A Study Guide for Refactoring

Version: 1.3    Quick Links
Author: Nik Boyd    Study Goals
Started: July, 2001    Study Schedule
Updated: August, 2002    Study Questions

This guide provides a structured introduction to the book:

Martin Fowler. Refactoring: Improving the Design of Existing Code. Addison-Wesley Publishing Co., Inc., 1999. ISBN 0-201-48567-2.

Study Group Goals

For an introduction to study groups, please see A Learning Guide to Design Patterns, by Joshua Kerievsky

For this study group on refactoring, we want to:

Proposed Discussions

The front inside cover of Refactoring provides an indexed list of the refactorings. The back inside cover provides a list of the refactorings organized by Bad Smell. The proposed discussion order is intended to quickly introduce participants to the primary concepts and techniques. After the initial introductory sessions, we will systematically examine the most commonly used refactorings as organized by their associated Bad Smells. Some of the refactorings appear in multiple Smells, but revisiting and reviewing them in another context will help to reinforce their usefulness. The sessions are generally organized to cover the material in a single meeting. However, some sessions may spill over across more than one week if the discussions get lively.

Principles (53-73) Session 1
Motivates the discussions. It's all about product quality and developer productivity. This initial session will be used primarily to discuss the several topics in this chapter and answer questions about them. So, bring questions!
Testing (89-102) Session 2
Software engineering entails testing, especially regression testing. Refactoring is founded on regression testing to ensure that externally observable behavior is maintained during and after refactoring. This session will be used to discuss testing in general, but will focus on regression testing, the role it plays in refactoring, and regression test frameworks like JUnit.
Example (1-52) Sessions 3 + 4
During these two sessions we consider how the following refactorings apply to the example in Chapter 1: Extract Method (110), Move Method (142), Replace Temp with Query (120), Self Encapsulate Field (171), Replace Type Code with State/Strategy (227), Replace Conditional with Polymorphism (255).
Duplicated Code (76) Session 5
Duplicated code is likely the single most prevalent "sin" in software. Extract Method (110), Extract Class (149), Pull Up Method (322), Form Template Method (345), Substitute Algorithm (139)
Long Method (76) Session 6
Smaller methods enhance reuse, understandability and maintainability. Extract Method (110), Replace Temp with Query (120), Replace Method with Method Object (135), Decompose Conditional (238)
Long Parameter List (78) Session 7
Object-oriented method signatures are generally simple.

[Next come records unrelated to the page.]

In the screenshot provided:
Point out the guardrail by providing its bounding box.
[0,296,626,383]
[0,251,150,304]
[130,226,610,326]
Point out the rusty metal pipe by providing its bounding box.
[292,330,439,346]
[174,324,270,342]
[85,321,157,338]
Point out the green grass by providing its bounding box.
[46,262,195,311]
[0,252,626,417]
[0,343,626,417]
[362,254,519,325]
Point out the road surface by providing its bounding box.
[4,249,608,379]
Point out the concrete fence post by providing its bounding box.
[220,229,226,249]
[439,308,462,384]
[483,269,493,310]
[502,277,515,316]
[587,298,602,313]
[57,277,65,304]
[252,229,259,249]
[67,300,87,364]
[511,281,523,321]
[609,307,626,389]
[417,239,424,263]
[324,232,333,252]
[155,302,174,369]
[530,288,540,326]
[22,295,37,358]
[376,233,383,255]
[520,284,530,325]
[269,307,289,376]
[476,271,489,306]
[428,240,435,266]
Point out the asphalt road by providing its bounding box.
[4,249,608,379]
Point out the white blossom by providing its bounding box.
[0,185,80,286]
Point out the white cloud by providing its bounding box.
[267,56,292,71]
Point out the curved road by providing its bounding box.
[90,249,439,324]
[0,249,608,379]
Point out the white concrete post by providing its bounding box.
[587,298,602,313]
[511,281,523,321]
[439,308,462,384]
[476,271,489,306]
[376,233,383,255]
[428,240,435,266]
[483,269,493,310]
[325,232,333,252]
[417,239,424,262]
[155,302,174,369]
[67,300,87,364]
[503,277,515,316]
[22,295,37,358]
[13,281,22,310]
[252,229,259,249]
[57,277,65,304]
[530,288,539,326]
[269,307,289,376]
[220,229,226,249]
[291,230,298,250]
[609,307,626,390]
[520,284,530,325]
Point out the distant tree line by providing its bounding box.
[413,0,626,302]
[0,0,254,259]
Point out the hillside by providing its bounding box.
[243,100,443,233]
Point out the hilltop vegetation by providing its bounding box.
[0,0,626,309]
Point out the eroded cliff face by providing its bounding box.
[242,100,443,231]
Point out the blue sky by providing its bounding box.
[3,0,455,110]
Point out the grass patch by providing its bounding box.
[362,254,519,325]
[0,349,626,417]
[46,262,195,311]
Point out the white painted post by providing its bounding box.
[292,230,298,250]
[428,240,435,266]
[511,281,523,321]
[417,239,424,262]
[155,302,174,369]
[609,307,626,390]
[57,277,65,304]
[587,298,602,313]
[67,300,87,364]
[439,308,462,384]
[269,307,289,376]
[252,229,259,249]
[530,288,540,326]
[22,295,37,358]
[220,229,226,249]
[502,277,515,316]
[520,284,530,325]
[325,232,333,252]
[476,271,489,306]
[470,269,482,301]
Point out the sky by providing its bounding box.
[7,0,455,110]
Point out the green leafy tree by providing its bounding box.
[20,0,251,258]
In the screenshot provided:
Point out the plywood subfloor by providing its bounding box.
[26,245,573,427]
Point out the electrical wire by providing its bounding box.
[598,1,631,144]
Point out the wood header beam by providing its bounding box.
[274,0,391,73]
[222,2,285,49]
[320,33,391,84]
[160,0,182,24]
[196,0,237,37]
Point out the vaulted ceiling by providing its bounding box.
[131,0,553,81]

Long parameter lists should usually be simplified by using existing objects or introducing new ones. Replace Parameter with Method (292), Introduce Parameter Object (295), Preserve Whole Object (288)
Large Class (78) Session 8
Classes should generally focus on only a few responsibilities. Classes that know or do too much should be decomposed into simpler classes. Extract Class (149), Extract Subclass (330), Extract Superclass (336), Extract Interface (341), Replace Data Value with Object (175)
Alternative Classes (85)
After a rapid construction phase, some method names may not adequately reveal their intention, or a method may not have an optimal placement within a collaboration. Rename Method (273), Move Method (142), Extract Superclass (336)
Inappropriate Intimacy (85) Session 9
Familiarity breeds consent. Too much intimacy results in strong coupling and unwarranted dependency. Move Method (142), Move Field (146), Change Bidirectional Association to Unidirectional (200), Replace Inheritance with Delegation (352), Hide Delegate (157)
Switch Statements (82) Sessions 10 + 11
Polymorphism is an elegant mechanism for separating cases. Replace Conditional with Polymorphism (255), Replace Type Code with Subclasses (223), Replace Type Code with State/Strategy (227), Replace Parameter with Explicit Methods (285), Introduce Null Object (260)
Primitive Obsession (81) Session 12 + 13
Coherent groups of primitive values and functions that operate on them should be modeled as objects. Replace Data Value with Object (175), Extract Class (149), Introduce Parameter Object (295), Replace Array with Object (186), Replace Type Code with Class (218), Replace Type Code with Subclasses (223), Replace Type Code with State/Strategy (227)

Study Questions

Disclaimer: These questions can and should be augmented and / or replaced by questions raised by the participating study group members.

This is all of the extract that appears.